- 2026-05-28
Ce mercredi 27 mai 2026, premier jour de la fête religieuse de Tabaski (Aïd el-Kébir), les Forces Armées Maliennes (FAMa) et l'Africa Corps ont mené une opération aérienne nocturne contre la ville de Kidal, dans le nord-est du Mali. Selon des sources locales, la ville était vraisemblablement vidée de ses habitants avant l'attaque. Si le bilan humain parmi les membres du Front de Libération de l'Azawad (FLA) reste pour l'instant inconnu, les frappes ont complètement détruit la mosquée historique du quartier Aliou, un édifice religieux emblématique de la région.
Le choix de la date, en plein cœur de la célébration de Tabaski, est particulièrement significatif. Cette fête, l'une des plus importantes du calendrier musulman, est traditionnellement consacrée au recueillement, aux prières et aux rassemblements familiaux. En ciblant Kidal ce jour précis, les FAMa et l'Africa Corps envoient un message fort aux groupes armés qui contrôlent la région. La destruction d'un lieu de culte historique, quel que soit le prétexte militaire, risque toutefois de susciter une vive émotion au sein des populations civiles et de la communauté internationale.
L'Africa Corps, successeur de l'opération Barkhane et du groupe Wagner, joue un rôle de plus en plus actif aux côtés des FAMa dans la lutte contre les groupes terroristes et séparatistes au Sahel. Cette opération nocturne démontre leur capacité à mener des frappes de précision loin des grandes villes, même dans des zones réputées difficiles d'accès comme la région de Kidal. Toutefois, l'absence de bilan humain communiqué dans l'immédiat et l'état de la ville, décrite comme vidée de ses habitants, interrogent sur les objectifs réels de cette attaque et sur son opportunité tactique.
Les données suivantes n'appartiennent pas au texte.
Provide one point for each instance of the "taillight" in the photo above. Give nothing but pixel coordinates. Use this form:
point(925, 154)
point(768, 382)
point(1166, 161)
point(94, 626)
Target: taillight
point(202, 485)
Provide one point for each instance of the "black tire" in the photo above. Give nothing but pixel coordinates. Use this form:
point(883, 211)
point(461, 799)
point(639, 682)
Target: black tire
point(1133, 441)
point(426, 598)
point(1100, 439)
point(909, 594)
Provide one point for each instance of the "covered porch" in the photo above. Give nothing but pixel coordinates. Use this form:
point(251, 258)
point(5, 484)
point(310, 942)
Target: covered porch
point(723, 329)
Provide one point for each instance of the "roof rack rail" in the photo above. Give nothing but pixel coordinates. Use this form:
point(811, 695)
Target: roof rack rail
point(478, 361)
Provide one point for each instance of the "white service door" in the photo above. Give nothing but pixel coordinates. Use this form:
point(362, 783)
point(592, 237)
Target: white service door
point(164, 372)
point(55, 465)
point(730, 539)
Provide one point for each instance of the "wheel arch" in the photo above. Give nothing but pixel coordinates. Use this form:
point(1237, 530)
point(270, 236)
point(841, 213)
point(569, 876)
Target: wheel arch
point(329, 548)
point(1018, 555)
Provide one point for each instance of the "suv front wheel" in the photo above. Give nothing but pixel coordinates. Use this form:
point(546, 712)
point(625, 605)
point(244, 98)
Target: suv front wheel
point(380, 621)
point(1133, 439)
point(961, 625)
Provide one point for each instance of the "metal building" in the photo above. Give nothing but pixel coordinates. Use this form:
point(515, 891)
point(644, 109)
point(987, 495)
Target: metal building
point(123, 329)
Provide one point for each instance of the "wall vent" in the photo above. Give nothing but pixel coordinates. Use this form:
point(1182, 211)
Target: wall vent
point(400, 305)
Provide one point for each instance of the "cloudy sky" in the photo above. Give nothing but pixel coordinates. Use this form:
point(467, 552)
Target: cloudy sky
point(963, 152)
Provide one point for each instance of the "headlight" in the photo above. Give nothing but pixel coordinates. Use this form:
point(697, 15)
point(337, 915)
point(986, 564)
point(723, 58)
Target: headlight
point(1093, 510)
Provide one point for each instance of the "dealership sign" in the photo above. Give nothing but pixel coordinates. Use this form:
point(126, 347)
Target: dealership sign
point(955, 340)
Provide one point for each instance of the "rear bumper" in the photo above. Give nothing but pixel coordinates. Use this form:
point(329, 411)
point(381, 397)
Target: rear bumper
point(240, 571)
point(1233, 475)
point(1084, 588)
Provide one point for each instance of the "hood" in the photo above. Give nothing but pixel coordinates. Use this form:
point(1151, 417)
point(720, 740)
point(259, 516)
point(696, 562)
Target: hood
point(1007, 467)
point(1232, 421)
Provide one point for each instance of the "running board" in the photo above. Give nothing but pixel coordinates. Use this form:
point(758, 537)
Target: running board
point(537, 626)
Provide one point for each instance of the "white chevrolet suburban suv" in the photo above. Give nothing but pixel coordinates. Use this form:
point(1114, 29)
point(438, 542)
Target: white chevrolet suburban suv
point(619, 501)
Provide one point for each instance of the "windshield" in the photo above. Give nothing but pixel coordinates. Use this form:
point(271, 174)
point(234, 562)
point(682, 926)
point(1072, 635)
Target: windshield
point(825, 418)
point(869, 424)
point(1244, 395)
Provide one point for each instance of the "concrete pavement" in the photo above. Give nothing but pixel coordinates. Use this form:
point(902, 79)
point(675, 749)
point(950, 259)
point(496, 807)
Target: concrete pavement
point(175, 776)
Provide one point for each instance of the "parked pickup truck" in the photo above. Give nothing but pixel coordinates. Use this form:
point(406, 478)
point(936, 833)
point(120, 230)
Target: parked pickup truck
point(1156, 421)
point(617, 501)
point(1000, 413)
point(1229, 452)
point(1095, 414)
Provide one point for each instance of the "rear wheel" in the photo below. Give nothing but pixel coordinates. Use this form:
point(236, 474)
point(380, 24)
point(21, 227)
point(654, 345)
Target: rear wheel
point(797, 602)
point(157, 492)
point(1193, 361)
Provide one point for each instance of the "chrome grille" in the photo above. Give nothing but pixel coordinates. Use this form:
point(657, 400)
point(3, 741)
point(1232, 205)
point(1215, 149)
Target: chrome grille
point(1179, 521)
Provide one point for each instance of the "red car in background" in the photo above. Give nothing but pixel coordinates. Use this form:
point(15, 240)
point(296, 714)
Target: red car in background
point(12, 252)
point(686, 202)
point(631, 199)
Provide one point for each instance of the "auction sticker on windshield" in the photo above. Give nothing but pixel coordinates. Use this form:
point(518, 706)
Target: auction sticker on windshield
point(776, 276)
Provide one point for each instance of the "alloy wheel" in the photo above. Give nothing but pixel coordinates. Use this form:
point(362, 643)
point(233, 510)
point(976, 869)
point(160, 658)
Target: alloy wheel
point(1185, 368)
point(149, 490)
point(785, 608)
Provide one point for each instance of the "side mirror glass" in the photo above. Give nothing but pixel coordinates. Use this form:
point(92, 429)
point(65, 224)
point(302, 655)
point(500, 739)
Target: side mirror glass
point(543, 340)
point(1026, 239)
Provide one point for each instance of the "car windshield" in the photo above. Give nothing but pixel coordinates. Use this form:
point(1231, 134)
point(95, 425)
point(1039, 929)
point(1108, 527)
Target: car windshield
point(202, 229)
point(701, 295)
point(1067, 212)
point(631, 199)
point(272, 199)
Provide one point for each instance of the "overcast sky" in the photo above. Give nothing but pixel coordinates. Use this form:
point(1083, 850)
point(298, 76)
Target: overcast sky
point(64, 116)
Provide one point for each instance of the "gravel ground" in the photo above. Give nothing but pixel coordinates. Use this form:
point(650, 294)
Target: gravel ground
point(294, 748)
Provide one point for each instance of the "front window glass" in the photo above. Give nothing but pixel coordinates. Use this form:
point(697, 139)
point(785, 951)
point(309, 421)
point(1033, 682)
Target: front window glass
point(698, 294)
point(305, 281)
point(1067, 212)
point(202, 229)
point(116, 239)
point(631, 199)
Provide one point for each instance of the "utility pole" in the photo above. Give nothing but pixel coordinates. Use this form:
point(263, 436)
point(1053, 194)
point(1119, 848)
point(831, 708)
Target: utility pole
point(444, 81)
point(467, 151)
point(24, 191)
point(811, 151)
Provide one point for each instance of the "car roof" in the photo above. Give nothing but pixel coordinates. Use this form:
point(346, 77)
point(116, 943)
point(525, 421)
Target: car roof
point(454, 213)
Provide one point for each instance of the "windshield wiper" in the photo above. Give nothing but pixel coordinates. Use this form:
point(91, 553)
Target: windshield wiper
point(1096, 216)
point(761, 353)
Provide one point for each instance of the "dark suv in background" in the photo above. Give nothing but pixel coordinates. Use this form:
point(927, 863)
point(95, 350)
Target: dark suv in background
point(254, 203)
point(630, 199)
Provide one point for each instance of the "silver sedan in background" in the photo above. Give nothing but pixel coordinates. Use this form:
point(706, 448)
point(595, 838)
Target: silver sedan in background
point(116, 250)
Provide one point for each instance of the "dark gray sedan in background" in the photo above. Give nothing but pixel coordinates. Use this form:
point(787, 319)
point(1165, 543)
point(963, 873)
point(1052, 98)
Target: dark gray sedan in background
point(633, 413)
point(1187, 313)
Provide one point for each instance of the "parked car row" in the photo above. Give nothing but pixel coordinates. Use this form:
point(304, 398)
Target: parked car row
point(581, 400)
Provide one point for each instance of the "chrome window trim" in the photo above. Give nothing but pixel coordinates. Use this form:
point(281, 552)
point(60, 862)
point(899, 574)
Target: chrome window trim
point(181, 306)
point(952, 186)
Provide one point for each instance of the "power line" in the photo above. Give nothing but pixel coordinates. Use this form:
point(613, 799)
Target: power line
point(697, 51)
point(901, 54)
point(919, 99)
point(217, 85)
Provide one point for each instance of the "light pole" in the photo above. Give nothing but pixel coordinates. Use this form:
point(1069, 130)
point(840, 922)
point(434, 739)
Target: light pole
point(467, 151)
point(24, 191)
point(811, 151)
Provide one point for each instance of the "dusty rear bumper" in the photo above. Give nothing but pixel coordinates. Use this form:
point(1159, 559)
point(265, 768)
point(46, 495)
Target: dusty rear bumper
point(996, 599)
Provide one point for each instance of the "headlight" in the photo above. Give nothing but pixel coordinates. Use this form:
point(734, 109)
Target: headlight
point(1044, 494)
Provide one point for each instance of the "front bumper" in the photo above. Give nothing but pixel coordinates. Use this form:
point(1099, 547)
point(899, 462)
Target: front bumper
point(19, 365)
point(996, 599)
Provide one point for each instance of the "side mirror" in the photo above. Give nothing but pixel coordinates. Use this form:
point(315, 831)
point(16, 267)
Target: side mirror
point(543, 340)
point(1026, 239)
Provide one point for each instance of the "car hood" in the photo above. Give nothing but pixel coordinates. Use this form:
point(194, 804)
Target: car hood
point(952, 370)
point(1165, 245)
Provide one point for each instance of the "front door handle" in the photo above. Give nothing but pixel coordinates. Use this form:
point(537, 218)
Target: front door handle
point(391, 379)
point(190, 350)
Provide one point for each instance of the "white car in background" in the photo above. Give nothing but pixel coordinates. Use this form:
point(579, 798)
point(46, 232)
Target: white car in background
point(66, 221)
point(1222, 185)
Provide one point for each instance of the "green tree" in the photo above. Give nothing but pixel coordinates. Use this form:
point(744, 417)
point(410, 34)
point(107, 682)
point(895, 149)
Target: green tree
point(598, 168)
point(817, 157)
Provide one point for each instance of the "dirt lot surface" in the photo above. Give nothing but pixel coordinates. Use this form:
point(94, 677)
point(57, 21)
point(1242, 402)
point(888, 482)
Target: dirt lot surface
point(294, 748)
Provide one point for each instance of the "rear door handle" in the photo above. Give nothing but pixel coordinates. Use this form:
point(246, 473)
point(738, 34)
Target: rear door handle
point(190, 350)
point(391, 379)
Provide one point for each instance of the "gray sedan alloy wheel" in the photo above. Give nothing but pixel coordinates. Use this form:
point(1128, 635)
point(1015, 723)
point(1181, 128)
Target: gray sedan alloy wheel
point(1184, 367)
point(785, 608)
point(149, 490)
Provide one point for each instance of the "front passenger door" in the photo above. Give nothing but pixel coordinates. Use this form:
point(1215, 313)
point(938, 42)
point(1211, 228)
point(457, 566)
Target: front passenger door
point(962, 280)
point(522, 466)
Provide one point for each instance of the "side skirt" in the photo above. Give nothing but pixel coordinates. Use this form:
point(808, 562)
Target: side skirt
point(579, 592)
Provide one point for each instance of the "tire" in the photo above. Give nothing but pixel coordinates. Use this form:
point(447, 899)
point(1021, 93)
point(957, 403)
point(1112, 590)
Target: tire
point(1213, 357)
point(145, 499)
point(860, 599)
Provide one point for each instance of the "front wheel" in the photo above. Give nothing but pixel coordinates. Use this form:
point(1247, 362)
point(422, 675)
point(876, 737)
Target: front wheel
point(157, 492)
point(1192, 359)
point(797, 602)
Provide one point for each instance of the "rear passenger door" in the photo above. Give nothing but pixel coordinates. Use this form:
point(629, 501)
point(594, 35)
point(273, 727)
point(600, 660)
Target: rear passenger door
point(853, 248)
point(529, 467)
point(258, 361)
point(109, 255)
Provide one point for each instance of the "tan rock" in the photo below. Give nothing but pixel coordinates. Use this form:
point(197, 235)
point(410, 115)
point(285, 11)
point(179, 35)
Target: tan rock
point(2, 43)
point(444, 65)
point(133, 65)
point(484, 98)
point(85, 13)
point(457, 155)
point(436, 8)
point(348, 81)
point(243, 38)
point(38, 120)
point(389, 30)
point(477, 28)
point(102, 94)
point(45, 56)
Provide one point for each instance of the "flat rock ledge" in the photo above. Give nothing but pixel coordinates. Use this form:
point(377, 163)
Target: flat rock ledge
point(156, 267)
La destruction de la mosquée du quartier Aliou constitue un symbole fort, susceptible d'alimenter le ressentiment des communautés locales. Les organisations de défense des droits de l'homme suivent de près la situation. Le FLA n'a pas encore officiellement réagi à cette opération, mais il est probable que cet événement intensifie les tensions déjà très fortes dans le nord du Mali. Alors que le gouvernement malien s'efforce de reprendre le contrôle de l'ensemble du territoire national, cette frappe sur un lieu de culte pendant une fête religieuse risque de compliquer les efforts de réconciliation et de stabilisation de la région de Kidal.